Maka yang demikian itu merupakan pokok filsafat cahaya yang telah dicanangkan ibn Sina dan dikembangkan oleh suhrawardi. Lepas dari unsur mistik dan eksperienalyang merasuki filsafat ini, dasar (grounwork) kosmologi dan metafisikanya tidaklah betul-betul asing. Ia pada hakikatnya merupakan dasar Aviccenian, Neo-Platonik kemana unsur-unsur mistik dan keagamaan tertentu, dari sumber-sumber Zorostrian dan timur lainnya, ditambahkan. Apa yang membedakanya dari Neo-Platinisme tradisional Islam adalah terutama upayanya untuk memanpaatkan sepenuhnya tamsil cahaya, yang seperti telah kita lihat, untuk pertamakalinya dibayangkan ibn Sina dan sepenuhnya dimasukan oleh Zoroastrinisme kedalam pandangan dunia keagamaan dan metafisikanya.
Meskipun ada perbedaan ungkapan atau tekanan-tekanan tersebut, namun pandangan metafisik Suhrawardi pada dasarnya bersifat Aviccenian atau Neo-Platonik. Hal ini dengan baik sekali terlukis dalam sebuah risalah pendek yang berjudul “ Kepercayaan Para Filusuf”, dimana ia berusaha mempertahankan kaum teosifis terhadap kecaman-kecaman dan fitnahan masyarakat luas, yang menuduh mereka tidak berTuhan atau tidak beragama.Suhrawari mengajukan alasan bahwa kaum teosofi percaya kepada keesaan Tuhan, penciptaan dunia dan keputusanNya yang tidak dapat ditawar.
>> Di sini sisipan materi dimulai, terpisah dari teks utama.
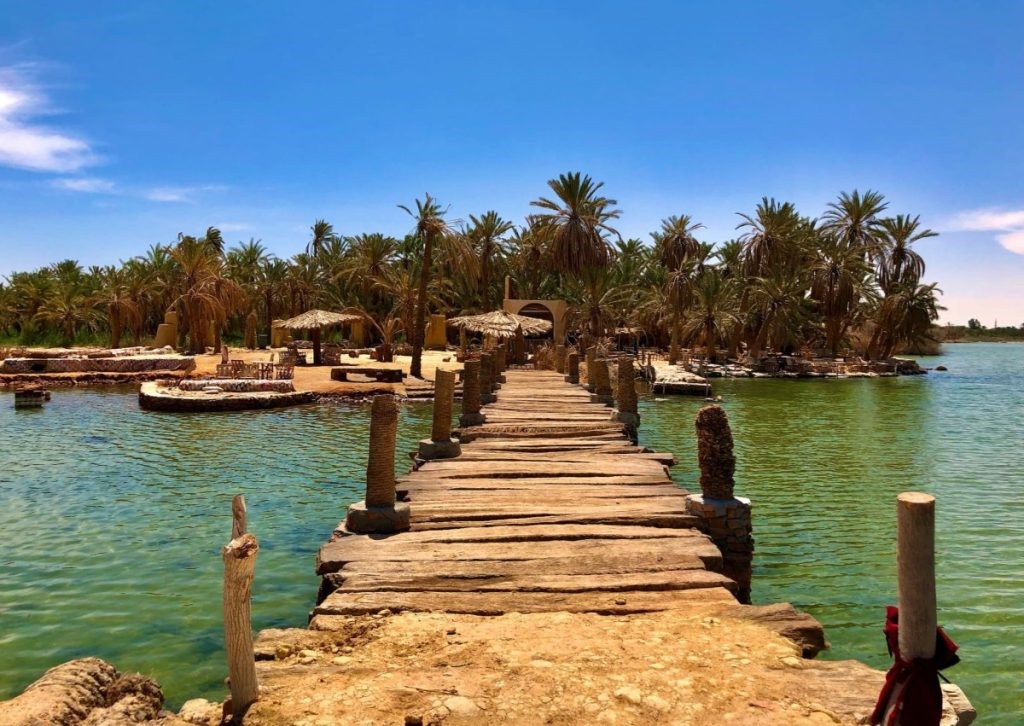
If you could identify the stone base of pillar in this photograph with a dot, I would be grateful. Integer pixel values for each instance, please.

Entitas pertama yang diciptakan Tuhan adalah intelek pertama, yang kemudian melalui proses emanasi, menimbulkan intelek lain, dari mana jiwa dan tubuh langit pertama memancar. Proses tersebut terus bergerak kebawah hingga kita sampai kepada intelek terahir dan dunia pembentukan dan penghancuran yang ia kendalikan. Intelek yang palin rendah ini disebut mereka “pemberi bentuk-bentuk” atau Roh Suci.